One of the most photographed sights in Barcelona’s Gothic Quarter, El Pont del Bisbe (Bishop’s Bridge) was built for the Barcelona International Exposition which took place in 1929.
The bridge was designed by architect Joan Rubió I Bellver who suggested that all non-Gothic buildings in the immediate vicinity of Barcelona Cathedral should be demolished and replaced by new Gothic style buildings.
Fortunately, Rubió’s plan to beautify the Gothic Quarter was rejected and only the bridge, which links the Palau de la Generalitat to La Casa dels Canonges, was built.
Legends and Superstitions Surrounding the Pont del Bisbe
Despite the fact that it is one of the newest buildings in the area, the neo-Gothic bridge is associated with several local legends and superstitions.

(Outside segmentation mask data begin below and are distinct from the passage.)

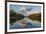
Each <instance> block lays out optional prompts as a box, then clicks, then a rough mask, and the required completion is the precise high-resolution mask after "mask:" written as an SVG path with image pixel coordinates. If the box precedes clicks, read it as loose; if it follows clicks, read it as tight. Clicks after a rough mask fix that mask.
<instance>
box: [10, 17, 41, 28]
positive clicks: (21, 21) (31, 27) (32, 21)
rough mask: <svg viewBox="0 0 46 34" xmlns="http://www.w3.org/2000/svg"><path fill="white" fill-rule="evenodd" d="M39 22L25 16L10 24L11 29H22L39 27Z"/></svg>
mask: <svg viewBox="0 0 46 34" xmlns="http://www.w3.org/2000/svg"><path fill="white" fill-rule="evenodd" d="M40 27H41V24H40V22H39V21H33V20H31V19H29V18H28V17H25V18H23V19H21V20H19V21H16V22H14V24H13V25H10V28H11V29H23V28H40Z"/></svg>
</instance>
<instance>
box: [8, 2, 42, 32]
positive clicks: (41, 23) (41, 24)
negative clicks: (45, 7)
mask: <svg viewBox="0 0 46 34" xmlns="http://www.w3.org/2000/svg"><path fill="white" fill-rule="evenodd" d="M10 4H14V5H36V6H41V28H28V29H9V5H10ZM35 30H43V4H31V3H30V4H28V3H16V2H7V32H18V31H35Z"/></svg>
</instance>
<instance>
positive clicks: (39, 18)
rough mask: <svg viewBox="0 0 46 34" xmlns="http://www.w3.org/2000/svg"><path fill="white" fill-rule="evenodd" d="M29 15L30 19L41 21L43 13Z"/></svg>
mask: <svg viewBox="0 0 46 34" xmlns="http://www.w3.org/2000/svg"><path fill="white" fill-rule="evenodd" d="M28 17H29V19H32V20H37V21H39V22H41V13H35V14H31V15H29V16H28Z"/></svg>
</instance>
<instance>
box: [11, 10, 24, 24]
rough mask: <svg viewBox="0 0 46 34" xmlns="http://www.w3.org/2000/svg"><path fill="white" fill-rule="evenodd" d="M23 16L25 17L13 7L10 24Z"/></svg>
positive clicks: (11, 10) (21, 17)
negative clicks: (17, 11) (13, 7)
mask: <svg viewBox="0 0 46 34" xmlns="http://www.w3.org/2000/svg"><path fill="white" fill-rule="evenodd" d="M11 17H12V18H11ZM23 18H24V16H23V15H21V14H19V13H16V12H15V11H14V10H13V9H11V10H10V24H13V22H16V21H18V20H21V19H23Z"/></svg>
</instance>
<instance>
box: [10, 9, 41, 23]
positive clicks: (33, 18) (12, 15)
mask: <svg viewBox="0 0 46 34" xmlns="http://www.w3.org/2000/svg"><path fill="white" fill-rule="evenodd" d="M24 17H25V16H24V15H22V14H19V13H16V12H15V11H14V10H12V9H11V10H10V24H13V22H16V21H18V20H22V19H23V18H24ZM27 17H28V18H29V19H32V20H35V21H39V22H41V13H35V14H30V15H29V16H27Z"/></svg>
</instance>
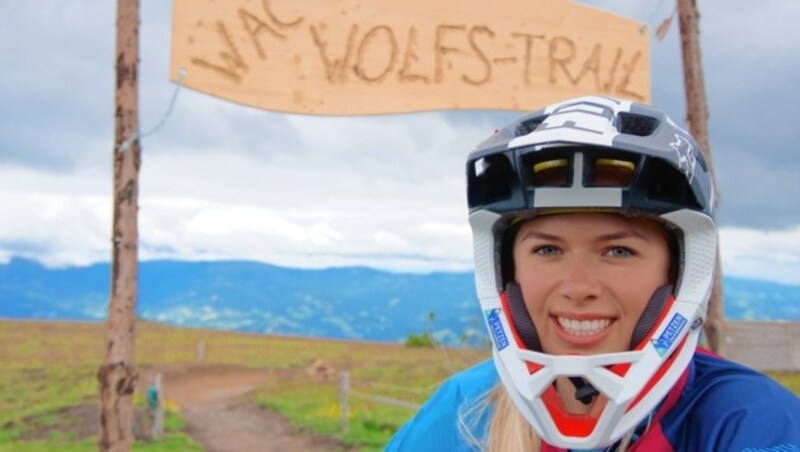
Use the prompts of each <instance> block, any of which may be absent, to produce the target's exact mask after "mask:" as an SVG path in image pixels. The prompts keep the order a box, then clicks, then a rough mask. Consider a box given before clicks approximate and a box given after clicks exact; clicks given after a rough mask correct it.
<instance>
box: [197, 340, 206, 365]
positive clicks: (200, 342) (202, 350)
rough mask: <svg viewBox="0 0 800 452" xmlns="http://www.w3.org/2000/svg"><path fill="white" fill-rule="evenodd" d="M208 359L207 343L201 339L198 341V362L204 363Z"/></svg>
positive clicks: (197, 344) (197, 345) (197, 352)
mask: <svg viewBox="0 0 800 452" xmlns="http://www.w3.org/2000/svg"><path fill="white" fill-rule="evenodd" d="M205 359H206V343H205V342H203V341H200V342H198V343H197V362H198V363H202V362H203V361H205Z"/></svg>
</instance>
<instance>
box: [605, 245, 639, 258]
mask: <svg viewBox="0 0 800 452" xmlns="http://www.w3.org/2000/svg"><path fill="white" fill-rule="evenodd" d="M606 254H607V255H608V256H611V257H625V256H633V255H634V254H635V253H634V252H633V250H631V249H630V248H625V247H623V246H615V247H613V248H610V249H609V250H608V251H606Z"/></svg>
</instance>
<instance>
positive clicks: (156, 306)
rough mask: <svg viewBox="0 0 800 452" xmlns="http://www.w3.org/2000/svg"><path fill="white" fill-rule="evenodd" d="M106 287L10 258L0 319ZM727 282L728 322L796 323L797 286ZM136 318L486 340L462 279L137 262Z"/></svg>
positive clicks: (337, 335)
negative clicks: (137, 283)
mask: <svg viewBox="0 0 800 452" xmlns="http://www.w3.org/2000/svg"><path fill="white" fill-rule="evenodd" d="M109 284H110V274H109V264H95V265H91V266H88V267H73V268H64V269H48V268H45V267H43V266H41V265H40V264H38V263H36V262H32V261H28V260H24V259H12V260H11V261H10V262H9V263H8V264H6V265H0V317H7V318H20V319H59V320H98V319H102V318H104V317H105V313H106V308H107V305H108V288H109ZM723 285H724V292H725V299H726V303H725V315H726V317H727V318H729V319H734V320H790V321H800V286H789V285H781V284H776V283H771V282H766V281H758V280H748V279H740V278H730V277H728V278H724V280H723ZM138 313H139V317H141V318H144V319H148V320H154V321H160V322H164V323H169V324H173V325H179V326H191V327H207V328H218V329H229V330H237V331H242V332H257V333H276V334H288V335H297V336H316V337H327V338H350V339H362V340H375V341H388V342H396V341H402V340H404V339H405V338H406V337H408V335H409V334H411V333H421V332H423V331H425V329H426V328H428V327H430V325H431V324H430V321H431V317H433V319H432V320H433V323H432V327H433V329H434V330H435V332H436V336H437V337H438V338H439V339H440V340H443V341H445V342H447V343H450V344H458V343H463V342H464V341H465V340H467V339H470V338H471V339H470V340H475V338H476V337H479V336H482V335H483V325H482V323H481V313H480V309H479V307H478V302H477V299H476V297H475V292H474V281H473V274H472V273H467V272H464V273H431V274H409V273H391V272H385V271H378V270H373V269H369V268H363V267H347V268H332V269H325V270H310V269H291V268H283V267H276V266H273V265H268V264H263V263H256V262H238V261H218V262H179V261H148V262H142V263H140V265H139V306H138ZM431 313H433V316H431Z"/></svg>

Hardly surprisingly, all of the legends relate to the gruesome skull and dagger motif which decorates the underside of the bridge.
Some say that the skull was the architect’s way of expressing his displeasure after his original plan was turned down. Others have even suggested that, rather than being a stone carving, it is in fact a real human skull!
Another legend says that if the dagger which traverses the skull is ever removed then the city of Barcelona will be destroyed.
On a more positive note. Another legend states that if you make a wish while walking backwards under the bridge and looking directly at the skull then that wish will come true.
El Pont del Bisbe is located on Carrer del Bisbe which runs between Plaça de Sant Jaume and Plaça Nova.
How to get there:
The nearest metro stop is Jaume I on the L4 yellow line.